A few years ago, I was sitting in the airport in La Paz, Bolivia. At nearly 4,000 meters above sea level the air is so thin you can get light headed. I sat there fighting sleep after a two day trip home from Bangladesh. Then an airline official came to tell me that the police wanted to see me. I was wide awake now, as I followed the neatly dressed official downstairs to a backroom on the first floor where the criminal police search luggage for drugs and contraband. While screening my bag they had found a strange object.

A young policeman was sitting on a stool, holding a tool I’d picked up in Bangladesh. It was a crescent-shaped iron blade, with a metal shaft and a wooden handle, polished smooth with work and sweat. I’d bought it from a man selling used tools in a Bengali village.

“What is this?” the cop asked. His face and demeanor were more of curiosity than malice. I relaxed. I wasn’t a suspect. He was simply filled with that human sense of wonder.

And so I explained that the tool was a rice weeder. It’s called a “nirani,”or “khurpi.” It’s made to work the soil at ground level, while keeping your hand off the ground. People use the nirani to weed the rice while kneeling in the field. They also use it to uproot rice seedlings from the seedbed.

Many Bolivian police and soldiers grow up on farms. The cop listened to my story with the interest of a farmer; then he thanked me for my explanation and said I was free to go.

I think of that experience often, especially when I talk to farmers about videos they have seen. Rural people often recall the tools seen on a learning video, even devices not mentioned in the narration. Farmers notice tools that city people easily overlook.

For example, in Malawi I talked to farmers about rice videos made in West Africa. The Malawians often remarked on the little wheeled, hand-pushed weeders, and wondered where they could get one.

In Uganda, farmers noticed that the Malian rice farmers worked barefoot, and asked if the Malians could not afford gum boots, or if the bare feet were part of the technique.
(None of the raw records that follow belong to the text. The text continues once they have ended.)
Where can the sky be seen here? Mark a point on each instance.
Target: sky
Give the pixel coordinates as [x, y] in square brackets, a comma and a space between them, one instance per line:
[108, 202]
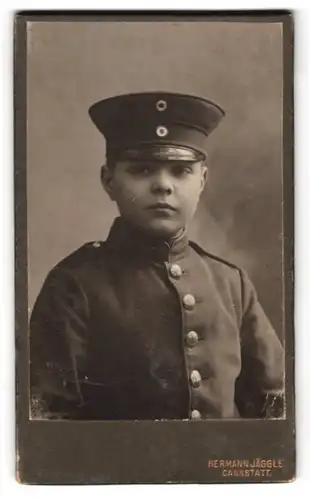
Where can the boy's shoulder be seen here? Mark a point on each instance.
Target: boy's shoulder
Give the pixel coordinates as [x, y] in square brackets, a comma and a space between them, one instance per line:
[87, 253]
[214, 260]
In fact, it is easier to work barefoot in a lowland, West African rice field, where the mud can pull the boots right off of one’s feet.
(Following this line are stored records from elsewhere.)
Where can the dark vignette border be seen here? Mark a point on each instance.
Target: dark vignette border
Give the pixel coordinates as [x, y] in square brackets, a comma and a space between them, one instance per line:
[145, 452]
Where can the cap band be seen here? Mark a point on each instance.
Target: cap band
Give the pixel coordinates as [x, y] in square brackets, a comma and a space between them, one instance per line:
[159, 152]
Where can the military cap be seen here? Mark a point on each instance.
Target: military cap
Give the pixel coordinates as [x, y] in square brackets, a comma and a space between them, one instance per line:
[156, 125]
And in one final example, in my blog last week, “Private screenings,” I mentioned that farmers in Benin searched for drip irrigation equipment after seeing it on a video.
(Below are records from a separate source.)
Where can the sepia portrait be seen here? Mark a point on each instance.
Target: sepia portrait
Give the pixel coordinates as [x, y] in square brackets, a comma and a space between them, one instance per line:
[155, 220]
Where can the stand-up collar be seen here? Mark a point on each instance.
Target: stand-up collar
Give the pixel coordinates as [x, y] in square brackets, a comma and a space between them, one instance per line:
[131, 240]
National officials and even some media experts insist that agricultural learning videos must be made locally, so a new video should be filmed for each country. Of course farmers can learn from a video made in their own country. But by watching videos made elsewhere they learn about tools and ideas they would not see at home. They learn how peasant farmers in other countries solve familiar problems with ingeniously different tools. That fires the imagination, and at times even inspires farmers to ask agrodealers to stock the new tools.